The driver of the Wal-Mart tractor-trailer who crashed into a limo bus carrying comedian Tracy Morgan took to Twitter to declare his innocence. No, he didn’t send his best wishes and deepest sympathies to Mr. Morgan, or to the families of two people who died in the accident. Instead, the driver complained about the media attention he’s received since the accident.
The driver tweeted the following messages: “Today we saw why media has turned this country into nothing but a real life REALITY SHOW,” read one of his tweets. “Do they all come to my court date if a certain "FAMOUS PERSON" wasn't involved? Did the media show up for all the other ACCIDENTS this year that a driver was charged with a crime?”
A series of five tweets asserted his innocence and claimed he was charged only after police realized one of the victims was Mr. Morgan, according to the New York Daily News.
Here is a video from CNN.com about the tractor-trailer driver's court appearance:
The Wal-Mart tractor-trailer driver completely misses the point with his insensitive, callous tweets. Two people are dead and multiple others are still in critical condition because of this collision. It’s not about the media attention or some ham-fisted conspiracy to charge him with a crime just because a celebrity was involved.

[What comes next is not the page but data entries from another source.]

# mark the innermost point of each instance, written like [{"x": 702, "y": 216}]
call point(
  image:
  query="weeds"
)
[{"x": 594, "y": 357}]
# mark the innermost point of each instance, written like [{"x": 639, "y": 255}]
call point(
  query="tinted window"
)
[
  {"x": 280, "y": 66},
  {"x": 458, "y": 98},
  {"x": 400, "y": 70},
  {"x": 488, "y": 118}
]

The Wal-Mart truck driver was charged with vehicular homicide and assault by auto. Whether he is actually convicted of these criminal charges remains to be seen. I do believe the families of the victims, and Mr. Morgan, likely have a strong civil claim against the driver and his employer, Wal-Mart.
How could Wal-Mart be held liable? Well, there is a legal doctrine known as respondeat superior. This doctrine states that, in many circumstances, an employer is responsible for the actions of employees performed within the course of their employment.